Description of the Viola Flower
Viola flowers, also known as Viola cornuta, are exceptionally beautiful annual flowers that look a lot like pansies, but the blooms of viola flowers are generally smaller, and viola flowers don’t have the characteristic dark centers that pansies have. Viola flowers have blooms that are available in solid colors, bicolor, and two shades of the same color including white with red, orange, peach, yellow, mauve, and blue. Viola flowers are definitely a fantastic choice for anyone who wants bright annual flowers in their yard or garden. Viola flowers grow in mounds that reach a maximum height of about eight inches, and viola flowers look very impressive when planted in groups.
Planting Viola Flowers
Viola flowers are best suited for hardiness zones three through nine, and they are extremely vigorous and easy to grow. Even if you don’t have a green thumb, you can successfully grow viola flowers.

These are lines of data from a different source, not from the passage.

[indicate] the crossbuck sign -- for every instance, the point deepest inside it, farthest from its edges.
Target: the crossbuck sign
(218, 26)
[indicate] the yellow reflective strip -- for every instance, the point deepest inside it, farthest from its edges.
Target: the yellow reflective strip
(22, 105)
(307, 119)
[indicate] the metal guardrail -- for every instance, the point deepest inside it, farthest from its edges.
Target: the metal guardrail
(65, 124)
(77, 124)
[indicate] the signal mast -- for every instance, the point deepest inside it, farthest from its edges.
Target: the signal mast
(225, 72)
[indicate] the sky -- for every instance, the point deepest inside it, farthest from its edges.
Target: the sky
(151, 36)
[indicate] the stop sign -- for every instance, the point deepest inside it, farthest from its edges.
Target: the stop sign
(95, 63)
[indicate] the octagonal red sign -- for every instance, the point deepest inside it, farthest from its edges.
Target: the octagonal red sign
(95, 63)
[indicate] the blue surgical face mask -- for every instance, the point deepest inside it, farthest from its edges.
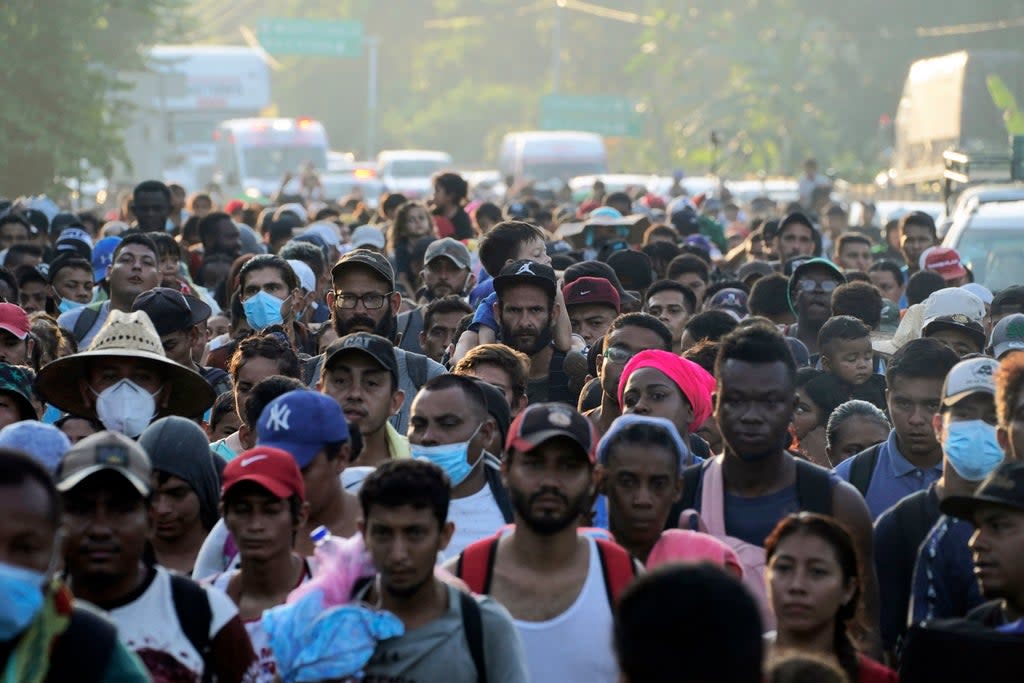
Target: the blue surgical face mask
(69, 304)
(20, 599)
(453, 458)
(262, 310)
(972, 449)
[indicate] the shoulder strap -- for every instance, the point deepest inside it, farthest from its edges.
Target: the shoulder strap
(616, 567)
(193, 607)
(558, 380)
(813, 487)
(84, 323)
(862, 467)
(498, 489)
(691, 486)
(83, 650)
(416, 366)
(472, 624)
(476, 564)
(914, 522)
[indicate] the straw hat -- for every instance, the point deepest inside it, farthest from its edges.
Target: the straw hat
(129, 336)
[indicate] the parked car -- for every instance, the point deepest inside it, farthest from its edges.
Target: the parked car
(990, 242)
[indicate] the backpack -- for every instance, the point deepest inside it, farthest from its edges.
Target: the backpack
(862, 467)
(83, 651)
(85, 322)
(476, 566)
(193, 608)
(705, 482)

Before planting viola flowers, choose a well-draining location that receives full or partial sun, and enrich the soil with compost or other organic material. Work out any clumps, and remove rocks and other debris prior to planting your viola flowers or seeds.
Viola flowers grow well in containers and pots, and viola flowers look beautiful when placed on a deck, porch, patio, or balcony. Viola flowers are also beautiful when planted in hanging baskets. Consider growing viola flowers if you live in an apartment or if you have limited yard space. No matter where you live, viola flowers are sure to capture attention with their beauty and exquisite charm.
When starting viola flowers from seed, those residing in warmer climates should sew viola flower seeds outdoors between late summer and late fall. In cooler climates, viola seeds may be sewn outdoors in spring. When voila flowers reach an approximate height of two inches, they should be spaced so they are between six and eight inches apart.
Caring for Viola Flowers
After viola flowers are planted and well-established, water them on a weekly basis. Water your viola flowers more often if conditions become hot, dry, or windy. In addition to watering your viola flowers, once every two weeks apply water-soluble plant food according to product label instructions. Regular feedings will help viola flowers produce vigorous healthy blooms.
Deadhead the blooms of viola flowers so they will continue producing flowers. Once your viola flowers have stopped producing blooms, or if your viola flowers become unattractive toward the end of the season, it’s time to dig them up and remove them from your yard, garden, or containers.
Uses for Viola Flowers
Viola flowers are long-lasting cut flowers, and viola flowers make exceptionally beautiful bouquets. Viola flowers can also be placed in float bowls to create lovely centerpieces, and the blooms of the viola flower retain their vivid colors when pressed.
Consider planting viola flowers if you want annual flowers that will look lovely in your yard or garden. Viola flowers are fantastic annuals if you want versatile flowers that will turn heads and make a dramatic statement in your yard or garden.